El río de la calle queda
desierto un instante.
Luego parece remontar de
sí mismo
deseoso de volver a
empezar.
Queda un momento paralizado,
mudo, anhelante
como el corazón entre dos
espasmos.
Xavier
Villaurrutia
La ciudad ha cambiado tanto desde que vine a ella por vez primera, hace ya
casi cuarenta y cinco años.
De aquel tiempo recuerdo
una noche en especial y un sitio específico: conservo el temor y —como una
pesadilla— el lugar.
La noche era espesa. Y la
calle solitaria.
¿De todo aquello, sólo el viento frío queda?
Diario de diciembre de 1974
Hace unos minutos el auto en que viajamos cruzaba avenidas iluminadas
por las luces nocturnas.
Todo es extraño y todo es —para mí— una novedad.
La serie de edificios son
iguales y distintos en cada uno de los puntos por los que —a toda velocidad—
pasamos.
Jardines y arbotantes,
plazas y esquinas, negocios a oscuras, gente caminando y cubriéndose del frío,
todo me atrae: porque todo es nuevo y diferente a lo que he visto con
anticipación.
De pronto, de las avenidas iluminadas saltamos a calles estrechas.
—Yo conozco un lugar por aquí —escucho la voz de quien conduce.
Cruza más calles y se
interna en la noche, hasta encontrarlo. Somos seis los que viajamos en el
diminuto auto. Tres adultos y mis hermanas que son apenas adolescentes. Mi
hermana mayor apenas tiene dieciséis años y la otra quince. El conductor
estaciona el Volkswagen frente a un negocio, o lo que yo creo que lo es, pero
que está cerrado; serán, si acaso, las doce de la noche.

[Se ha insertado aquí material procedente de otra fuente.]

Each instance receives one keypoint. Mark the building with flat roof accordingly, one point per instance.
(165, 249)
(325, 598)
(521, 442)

Bajan quienes vienen en la parte delantera y, en seguida, los que
venimos atrás...
—Tú no puedes ir con nosotros —me indica el conductor—. Aquí únicamente
entran personas adultas.
Me irrito, pero nada
digo. En el último momento todo me da igual: las constantes vueltas me han
mareado y no tengo ánimos de lanzar mi reclamo. Me quedo en la parte delantera
y el conductor me dice que si quiero bajarle al cristal (“para que entre el
aire”), lo haga.
—No le bajes mucho, porque aquí es muy peligroso —dice.
Y yo que necesito jalar
un poco de aire fresco, le bajo lo necesario para que, pasados los años,
recuerde que aquella noche era fría y que el viento sostenía el temblor y la
náusea.
Entonces fue que me quedé
en medio de la noche. Me recosté sobre el asiento y respiré profundo para bajar
el mareo y el enojo. Cerré los ojos un instante para ya no sentir en los ojos
la escasa luz que bajaba de una lámpara pública, a unos metros de distancia.
Antes miré a mi alrededor y no vi a un alma entre la oscuridad. También leí el
nombre del lugar, que nunca olvidé.
* * *
Hace unos instantes cerré los ojos.
Ahora los abro
desmesuradamente porque un hombre me pide que baje el cristal y me exige que le
dé dinero. Yo no hago sino enmudecer y pensar las cosas más terribles.
No puedo gritar, porque
sé que sería inútil; mis hermanas, el conductor (y los acompañantes) ya están
adentro. Por la puerta sale el sonido de la música y es casi imposible que me
escuchen.
Abro los ojos con
desmesura, digo, y el hombre insiste y amenaza. Intenta abrir la puerta y, como
tiene seguro, introduce su mano por la rendija abierta: por ella entra el sucio
brazo del hombre y el frío aire que ya no es tanto: estoy asustado. Llega lo
más que puede e intenta quitar el seguro. Golpeo, entonces, sus dedos con todas
mis fuerzas y el hombre me insulta y vuelve a amenazar. Se descuida y yo, lo
más rápido que puedo, subo el cristal que pesa demasiado. Cuando ya no puede
hacer más, golpea el cristal con el puño. Vuelve a insultarme y golpea cada vez
más fuerte. Luego el milagro: un auto se estaciona cerca del nuestro y el
hombre corre.
Lo miro alejarse mientras
volteo hacia atrás: del auto recién llegado sale primero un hombre y después
una mujer que ni siquiera se han enterado de nada.
Escucho sus voces y sus
risas. Se dirigen a la entrada del salón y desaparecen.
Yo no puedo entrar al salón, porque apenas tengo once años.